Da Capitania de Tamaracá

     A povoação da primeira Capitania e mais antiga está numa ilha que se chama Tamaracá, pegada com a terra firme; tem três léguas de comprido e duas de largo. Tem trinta e cinco léguas de terra pela Costa para o Norte É de dona Jerônima de Albuquerque, mulher que foi de Pero Lopes de Souza, na qual tem posto Capitão de sua mão. Há nela um engenho de açúcar e agora se fazem dois novamente e muito pau do Brasil e algodão. Pode ter até cem vizinhos.  Há nesta Capitania muitas e boas terras para se povoarem e fazerem nelas fazendas.

Capítulo Segundo

Da Capitania de Pernambuco

     A Capitania de Pernambuco está a cinco léguas de Tamaracá para o Sul em altura de oito graus, da qual é Capitão e governador Duarte Coelho de Albuquerque. Tem duas povoações. A principal se chama Olinda, a outra Guarassu, que está  quatro léguas pela terra dentro. Haverá nesta Capitania mil vizinhos. Tem vinte e três engenhos  de açúcar, posto que destes três ou quatro não são ainda acabados.

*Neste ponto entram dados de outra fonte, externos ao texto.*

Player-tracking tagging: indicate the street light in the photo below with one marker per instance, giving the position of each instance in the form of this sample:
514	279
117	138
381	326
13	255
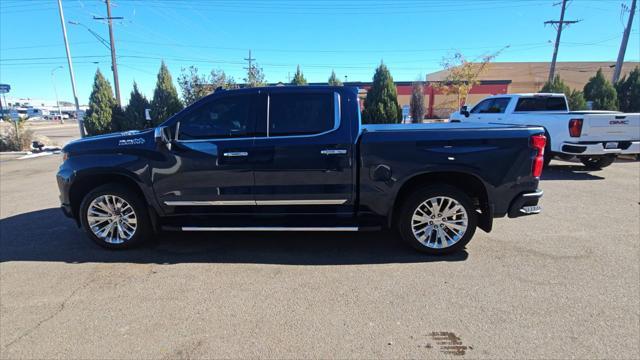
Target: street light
55	90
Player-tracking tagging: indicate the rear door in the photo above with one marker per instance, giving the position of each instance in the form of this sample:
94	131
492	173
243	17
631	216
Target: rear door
303	161
489	110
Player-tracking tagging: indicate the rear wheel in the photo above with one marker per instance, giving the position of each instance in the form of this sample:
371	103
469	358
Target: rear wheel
597	162
437	220
114	217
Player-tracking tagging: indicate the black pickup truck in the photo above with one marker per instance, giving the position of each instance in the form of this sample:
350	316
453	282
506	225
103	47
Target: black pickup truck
298	159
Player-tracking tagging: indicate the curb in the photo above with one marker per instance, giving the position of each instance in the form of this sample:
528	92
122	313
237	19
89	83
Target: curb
15	152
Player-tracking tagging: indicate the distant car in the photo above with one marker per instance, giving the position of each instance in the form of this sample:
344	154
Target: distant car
595	137
297	158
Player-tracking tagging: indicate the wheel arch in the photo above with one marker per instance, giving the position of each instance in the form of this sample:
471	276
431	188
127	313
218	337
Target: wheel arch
84	183
468	183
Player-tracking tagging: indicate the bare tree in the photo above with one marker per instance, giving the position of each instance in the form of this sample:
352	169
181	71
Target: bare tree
462	75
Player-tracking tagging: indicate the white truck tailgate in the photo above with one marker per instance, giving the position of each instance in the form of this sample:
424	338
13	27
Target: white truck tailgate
611	127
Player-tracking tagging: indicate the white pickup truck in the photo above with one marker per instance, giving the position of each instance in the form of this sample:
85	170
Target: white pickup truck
594	137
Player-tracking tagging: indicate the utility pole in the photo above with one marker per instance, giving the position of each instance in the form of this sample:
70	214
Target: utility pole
114	64
55	90
250	74
559	25
79	115
623	44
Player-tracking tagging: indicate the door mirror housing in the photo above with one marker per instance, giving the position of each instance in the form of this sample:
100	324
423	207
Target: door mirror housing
464	110
162	136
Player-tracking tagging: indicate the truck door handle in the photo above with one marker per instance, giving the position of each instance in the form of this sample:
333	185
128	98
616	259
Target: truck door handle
236	154
333	152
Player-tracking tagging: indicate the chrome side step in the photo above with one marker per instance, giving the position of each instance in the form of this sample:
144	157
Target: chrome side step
270	228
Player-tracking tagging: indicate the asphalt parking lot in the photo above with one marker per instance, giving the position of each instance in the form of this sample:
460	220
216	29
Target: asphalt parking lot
565	283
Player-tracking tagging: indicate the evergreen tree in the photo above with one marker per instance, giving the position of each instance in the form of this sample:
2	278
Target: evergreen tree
381	104
600	91
333	79
575	98
416	105
135	110
298	78
255	76
97	120
165	101
218	78
118	119
628	89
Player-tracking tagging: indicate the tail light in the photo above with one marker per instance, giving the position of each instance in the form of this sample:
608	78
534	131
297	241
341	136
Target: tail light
538	142
575	127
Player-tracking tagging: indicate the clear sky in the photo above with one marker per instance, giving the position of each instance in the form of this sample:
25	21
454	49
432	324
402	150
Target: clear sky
351	37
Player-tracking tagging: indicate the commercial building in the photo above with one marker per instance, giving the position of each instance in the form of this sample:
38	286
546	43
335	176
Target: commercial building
500	78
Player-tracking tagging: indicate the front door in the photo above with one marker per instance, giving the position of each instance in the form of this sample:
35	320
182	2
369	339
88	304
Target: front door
208	167
303	161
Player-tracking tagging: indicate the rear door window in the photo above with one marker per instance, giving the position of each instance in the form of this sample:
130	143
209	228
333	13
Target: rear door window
498	106
482	107
300	114
491	106
226	117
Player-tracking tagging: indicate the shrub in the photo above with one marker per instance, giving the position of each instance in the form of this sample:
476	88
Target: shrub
15	137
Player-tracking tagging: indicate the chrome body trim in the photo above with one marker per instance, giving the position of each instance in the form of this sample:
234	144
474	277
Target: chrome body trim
333	152
272	228
236	154
256	202
211	203
301	202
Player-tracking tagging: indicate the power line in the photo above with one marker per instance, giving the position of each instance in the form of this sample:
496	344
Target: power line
114	62
623	44
559	25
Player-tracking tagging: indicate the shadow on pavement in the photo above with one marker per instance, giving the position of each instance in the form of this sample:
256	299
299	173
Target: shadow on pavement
47	235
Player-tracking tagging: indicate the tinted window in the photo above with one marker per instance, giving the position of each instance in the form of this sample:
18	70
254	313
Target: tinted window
220	118
300	114
499	105
542	103
482	107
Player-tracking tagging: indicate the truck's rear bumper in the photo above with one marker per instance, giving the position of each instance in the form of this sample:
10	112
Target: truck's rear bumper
599	147
525	204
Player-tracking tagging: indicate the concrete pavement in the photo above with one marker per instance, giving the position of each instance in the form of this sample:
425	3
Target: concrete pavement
565	283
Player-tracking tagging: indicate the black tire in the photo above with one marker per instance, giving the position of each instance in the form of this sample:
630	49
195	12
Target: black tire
597	162
421	195
143	228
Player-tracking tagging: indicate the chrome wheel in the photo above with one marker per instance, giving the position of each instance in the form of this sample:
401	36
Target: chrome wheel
112	219
439	222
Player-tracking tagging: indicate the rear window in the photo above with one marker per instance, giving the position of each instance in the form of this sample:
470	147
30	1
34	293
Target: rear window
300	114
541	103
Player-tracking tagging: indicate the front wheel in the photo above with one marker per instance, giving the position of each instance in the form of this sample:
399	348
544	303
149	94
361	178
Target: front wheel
437	220
114	217
597	162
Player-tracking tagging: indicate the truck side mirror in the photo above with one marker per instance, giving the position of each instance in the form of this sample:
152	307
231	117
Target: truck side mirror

     Alguns moem com bois, a estes chamam trapiche, fazem menos açúcar que os outros: mas a maior parte dos engenhos do Brasil moem com água. Cada engenho destes um por outro, faz três mil arrobas cada ano, nesta Capitania se faz mais açúcar que nas outras, porque houve ano que passaram de cinqüenta mil arrobas, ainda que o rendimento deles não é certo, são segundo as novidades e os tempos que se oferecem. Esta se acha uma das ricas terras do Brasil, tem muitos escravos índios que é a principal fazenda da terra. Daqui os levam e compram para todas as outras Capitanias, porque há nesta muitos, e mais baratos que em toda a Costa: há muito pau do Brasil e algodão de que enriquecem os moradores desta Capitania. O porto onde os navios entram está uma légua da povoação Olinda; servem-se pela praia e também por um rio pequeno que vai dar junto da mesma povoação. A esta Capitania vão cada ano mais navios do Reino que a nenhuma das outras. Há nela um mosteiro de padres da Companhia de Jesus.

Rios

     Há dois rios caudais até a Bahia de Todos os Santos; um se chama de São Francisco, está em dez graus e meio, o qual entra no mar com tanta fúria que vinte léguas pelo mesmo mar correm suas águas.  Outro rio está em onze graus e dois terços que se chama o rio Real, também é muito grande e correm muito suas águas pelo mar.

 

Capítulo Terceiro

Da Capitania da Bahia de Todos os Santos

      A Capitania da Bahia de Todos os Santos está cem léguas de Pernambuco em altura de treze graus. Terra del-Rei nosso Senhor, onde residem os governadores e bispo e Ouvidor-geral de toda a Costa. Esta é a terra mais povoada de portugueses que há no Brasil. Tem três povoações, a principal é a Cidade do Salvador. A outra se chama Vila Velha que está junto da barra. Esta povoação foi a primeira que houve nesta Capitania: depois Tomé de Souza, sendo governador, edificou esta Cidade do Salvador mais adiante meia légua ao longo da Bahia, por ser lugar mais conveniente e proveitoso para os moradores da terra. Quatro léguas pela terra dentro está outra que se chama Paripe. Pode haver nesta Capitania mil e cem vizinhos. Tem dezoito engenhos, alguns se fazem novamente. Também se tira deles muito açúcar, ainda que os moradores se lançam mais ao algodão que à cana-de-açúcar porque se dá melhor na terra.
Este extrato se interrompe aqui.